The most common areas where ticks will attach to your dog are the head, ears (inside and out), around the mouth and inside the lips, down the neck to the chest and under and around the front legs. Another spot that can be missed is the pads of their feet and between their toes. All these spots seem to be favourite places for the tick to attach themselves. It has been found that there are fewer traumas if you first kill the tick while it is still attached by applying kerosene or any of the tick rinses. With a cotton bud, apply direct onto the tick, wait until the tick is dead and then remove by gripping the tick by the head with a pair of tweezers.
What to look for:
Ticks are not easily detected in their first stages of attachment, and can be on the dogs for 6 to 8 hours before they can be felt. Even at this stage they may only be half the size of a match-head, but they can still make the dog very ill and in some cases can kill. The tick is dark blue in the early stages, and when it is full appears a blue-grey colour.
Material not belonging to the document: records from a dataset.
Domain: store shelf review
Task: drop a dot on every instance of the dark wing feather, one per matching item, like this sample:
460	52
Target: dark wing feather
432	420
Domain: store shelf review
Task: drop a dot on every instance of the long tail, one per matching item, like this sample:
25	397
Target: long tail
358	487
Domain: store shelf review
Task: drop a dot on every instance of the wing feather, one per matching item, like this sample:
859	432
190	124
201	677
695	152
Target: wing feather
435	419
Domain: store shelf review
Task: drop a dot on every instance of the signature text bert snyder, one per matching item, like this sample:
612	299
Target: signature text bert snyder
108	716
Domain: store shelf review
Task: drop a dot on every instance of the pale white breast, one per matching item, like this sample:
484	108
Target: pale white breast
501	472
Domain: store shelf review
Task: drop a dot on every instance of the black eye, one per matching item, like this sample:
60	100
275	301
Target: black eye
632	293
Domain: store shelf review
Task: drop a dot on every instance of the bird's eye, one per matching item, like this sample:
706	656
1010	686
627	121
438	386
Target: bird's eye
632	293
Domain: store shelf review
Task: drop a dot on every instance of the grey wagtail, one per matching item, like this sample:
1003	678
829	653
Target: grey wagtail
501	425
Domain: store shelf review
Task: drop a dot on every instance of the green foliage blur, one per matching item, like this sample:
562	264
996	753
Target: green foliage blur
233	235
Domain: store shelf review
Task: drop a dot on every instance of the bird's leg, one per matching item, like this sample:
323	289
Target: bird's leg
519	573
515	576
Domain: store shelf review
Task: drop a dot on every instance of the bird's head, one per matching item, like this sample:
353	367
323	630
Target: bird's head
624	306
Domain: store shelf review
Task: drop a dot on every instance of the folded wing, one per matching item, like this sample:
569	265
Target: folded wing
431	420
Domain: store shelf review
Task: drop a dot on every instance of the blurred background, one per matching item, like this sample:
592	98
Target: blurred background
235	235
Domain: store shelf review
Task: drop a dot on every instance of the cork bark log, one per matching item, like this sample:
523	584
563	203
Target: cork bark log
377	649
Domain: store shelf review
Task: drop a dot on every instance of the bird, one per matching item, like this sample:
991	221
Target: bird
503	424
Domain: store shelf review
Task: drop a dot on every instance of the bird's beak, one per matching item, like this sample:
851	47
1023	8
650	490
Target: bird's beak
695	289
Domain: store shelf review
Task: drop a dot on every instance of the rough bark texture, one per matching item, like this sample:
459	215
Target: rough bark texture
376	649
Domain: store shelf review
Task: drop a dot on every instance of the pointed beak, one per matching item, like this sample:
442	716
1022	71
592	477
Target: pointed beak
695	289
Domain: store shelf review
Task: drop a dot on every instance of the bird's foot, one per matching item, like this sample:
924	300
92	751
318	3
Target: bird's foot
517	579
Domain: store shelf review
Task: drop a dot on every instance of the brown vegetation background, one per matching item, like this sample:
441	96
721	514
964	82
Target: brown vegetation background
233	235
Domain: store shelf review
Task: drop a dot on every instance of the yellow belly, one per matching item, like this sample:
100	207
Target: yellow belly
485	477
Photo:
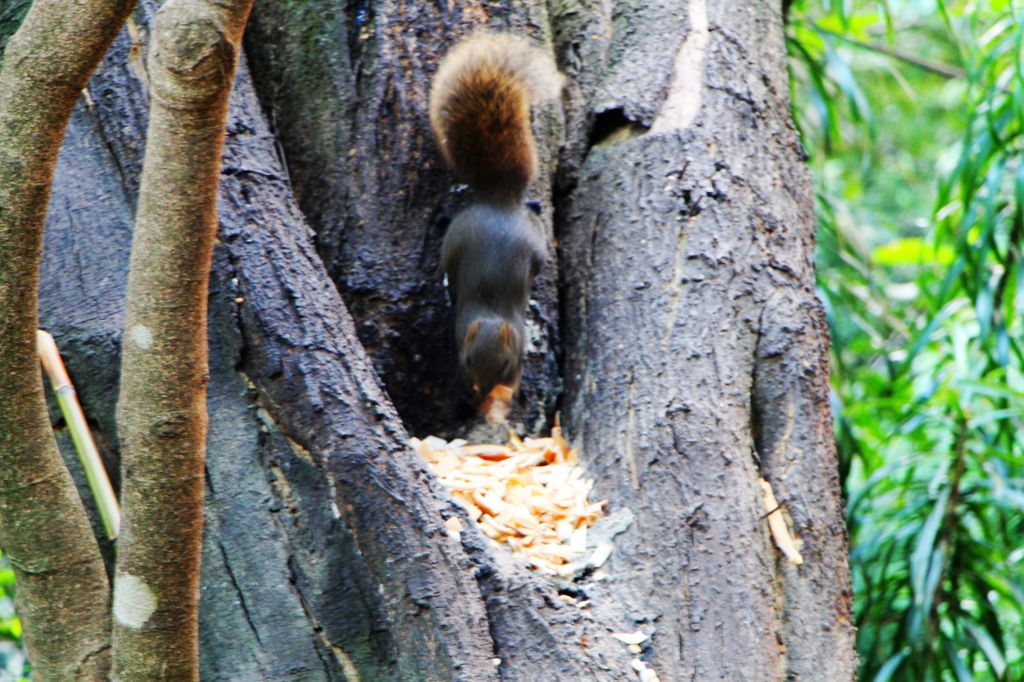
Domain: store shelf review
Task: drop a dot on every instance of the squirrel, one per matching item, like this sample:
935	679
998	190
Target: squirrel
479	113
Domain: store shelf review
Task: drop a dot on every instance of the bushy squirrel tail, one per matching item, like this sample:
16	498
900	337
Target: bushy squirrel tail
479	111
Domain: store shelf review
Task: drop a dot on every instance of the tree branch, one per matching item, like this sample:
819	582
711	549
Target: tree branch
162	414
65	604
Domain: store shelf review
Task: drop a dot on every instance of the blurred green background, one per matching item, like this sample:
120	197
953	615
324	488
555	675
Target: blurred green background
911	114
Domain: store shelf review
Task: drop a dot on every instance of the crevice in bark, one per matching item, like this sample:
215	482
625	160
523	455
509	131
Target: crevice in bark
612	125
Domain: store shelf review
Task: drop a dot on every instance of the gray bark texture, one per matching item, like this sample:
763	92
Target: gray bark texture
680	313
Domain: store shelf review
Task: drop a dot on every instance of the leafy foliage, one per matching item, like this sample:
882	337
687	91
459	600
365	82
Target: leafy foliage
11	13
912	115
12	658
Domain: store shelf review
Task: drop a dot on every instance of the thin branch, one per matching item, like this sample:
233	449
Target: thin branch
62	590
937	68
162	418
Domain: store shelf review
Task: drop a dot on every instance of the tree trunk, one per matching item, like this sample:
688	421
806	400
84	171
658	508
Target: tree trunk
42	521
694	356
162	414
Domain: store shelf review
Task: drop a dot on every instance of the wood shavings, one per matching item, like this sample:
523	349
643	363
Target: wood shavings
527	495
776	523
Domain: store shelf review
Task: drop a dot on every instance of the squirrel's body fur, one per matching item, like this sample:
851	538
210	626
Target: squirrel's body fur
479	112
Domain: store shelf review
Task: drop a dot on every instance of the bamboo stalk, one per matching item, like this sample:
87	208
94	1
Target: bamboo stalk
88	454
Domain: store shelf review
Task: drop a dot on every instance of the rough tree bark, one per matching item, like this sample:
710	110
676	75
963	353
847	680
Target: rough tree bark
42	521
162	417
694	354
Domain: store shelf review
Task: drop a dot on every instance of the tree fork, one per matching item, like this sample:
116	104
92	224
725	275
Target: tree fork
162	415
65	604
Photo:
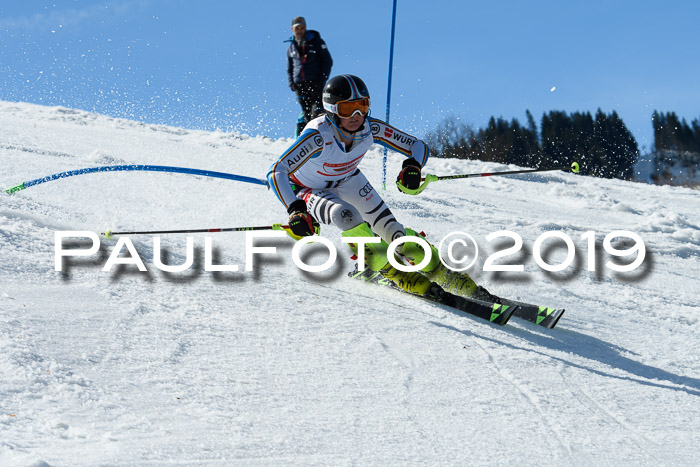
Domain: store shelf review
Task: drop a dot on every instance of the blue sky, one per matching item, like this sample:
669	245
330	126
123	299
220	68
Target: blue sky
221	64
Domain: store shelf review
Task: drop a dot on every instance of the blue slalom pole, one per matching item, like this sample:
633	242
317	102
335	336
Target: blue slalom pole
122	168
388	90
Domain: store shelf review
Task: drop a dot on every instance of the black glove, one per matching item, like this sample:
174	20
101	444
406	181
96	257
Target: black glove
301	223
409	176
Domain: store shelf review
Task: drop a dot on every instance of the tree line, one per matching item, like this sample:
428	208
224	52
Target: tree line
676	155
602	144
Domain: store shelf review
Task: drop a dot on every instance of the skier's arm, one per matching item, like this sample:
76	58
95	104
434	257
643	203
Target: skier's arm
303	149
326	61
391	138
290	69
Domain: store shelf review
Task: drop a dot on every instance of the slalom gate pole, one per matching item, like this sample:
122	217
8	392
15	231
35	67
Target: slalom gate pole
574	167
388	89
126	168
110	234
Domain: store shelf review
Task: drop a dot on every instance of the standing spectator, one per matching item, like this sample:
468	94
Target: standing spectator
308	67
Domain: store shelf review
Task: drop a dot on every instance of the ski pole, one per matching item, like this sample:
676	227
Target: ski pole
135	167
109	234
574	167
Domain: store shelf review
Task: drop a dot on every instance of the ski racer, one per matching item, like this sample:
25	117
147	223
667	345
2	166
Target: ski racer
318	180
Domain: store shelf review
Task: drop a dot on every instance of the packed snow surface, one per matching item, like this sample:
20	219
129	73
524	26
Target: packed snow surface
279	366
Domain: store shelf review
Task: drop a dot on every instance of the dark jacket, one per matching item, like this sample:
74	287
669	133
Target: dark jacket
309	62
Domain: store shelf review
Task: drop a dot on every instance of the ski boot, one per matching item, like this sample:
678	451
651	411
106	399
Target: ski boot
375	258
454	282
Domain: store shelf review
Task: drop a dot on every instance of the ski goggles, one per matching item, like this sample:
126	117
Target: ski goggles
346	109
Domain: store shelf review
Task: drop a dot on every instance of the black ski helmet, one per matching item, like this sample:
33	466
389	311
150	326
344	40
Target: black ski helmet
343	88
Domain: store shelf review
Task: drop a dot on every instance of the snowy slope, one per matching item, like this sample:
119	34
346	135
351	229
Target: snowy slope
278	366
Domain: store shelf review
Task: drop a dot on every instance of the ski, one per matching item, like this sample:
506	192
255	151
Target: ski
496	313
540	315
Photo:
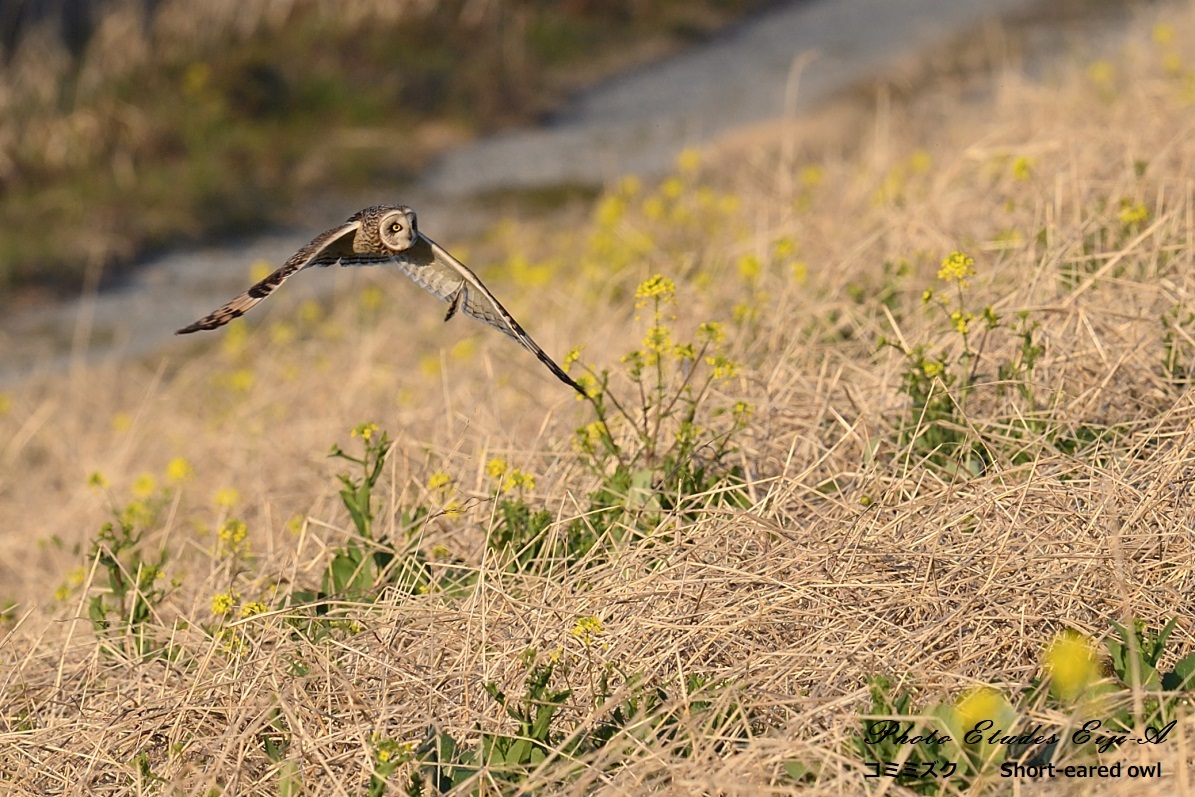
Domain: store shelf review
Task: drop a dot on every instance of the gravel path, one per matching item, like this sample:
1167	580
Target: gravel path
631	124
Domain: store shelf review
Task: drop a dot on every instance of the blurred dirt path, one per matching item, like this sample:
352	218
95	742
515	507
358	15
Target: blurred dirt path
630	124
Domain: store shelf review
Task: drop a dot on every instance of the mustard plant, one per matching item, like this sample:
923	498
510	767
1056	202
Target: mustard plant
941	380
669	445
371	561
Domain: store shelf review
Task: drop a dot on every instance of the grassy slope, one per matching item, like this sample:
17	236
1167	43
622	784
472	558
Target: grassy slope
862	550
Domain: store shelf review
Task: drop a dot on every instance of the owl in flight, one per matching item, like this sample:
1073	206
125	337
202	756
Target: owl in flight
387	234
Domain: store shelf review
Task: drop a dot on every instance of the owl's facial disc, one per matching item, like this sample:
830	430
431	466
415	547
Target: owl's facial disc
397	230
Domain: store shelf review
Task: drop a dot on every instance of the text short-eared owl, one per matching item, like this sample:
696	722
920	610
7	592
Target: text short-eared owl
386	234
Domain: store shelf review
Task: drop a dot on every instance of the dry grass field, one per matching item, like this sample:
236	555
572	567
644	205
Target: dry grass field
899	428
Symptoms include the dog being unsteady on its feet, unusually drowsy, shaking its head, vomiting or coughing.
Once the tick is removed and any of the above symptoms persist, the dog must be attended by your vet immediately.
Don't wait to see if the dog improves, because it usually won’t - it will progressively get worse!
The serum injection can make a dog quite ill and can do so for up to 48 hours. The dog may take a week to fully recover. Do not give food or water to the affected dog as it may vomit and choke.
A couple of ice cubes in a bowl can be placed with the dogs for them to lick 12 hours after the serum is given. As treatment tends to make dogs thirsty and in bad cases intravenous fluids may be necessary, even oxygen.
The dog must be kept very quiet, away from noise and kept cool. Try a small amount of food 24 to 36 hours after treatment if the dog has responded, but check with your vet first! If you have a pregnant bitch that has come down with a tick, is likely that she will abort the puppies within a couple of days of receiving the serum. On the bright side, some dogs are immune to the tick and show very little ill-effects from their toxin.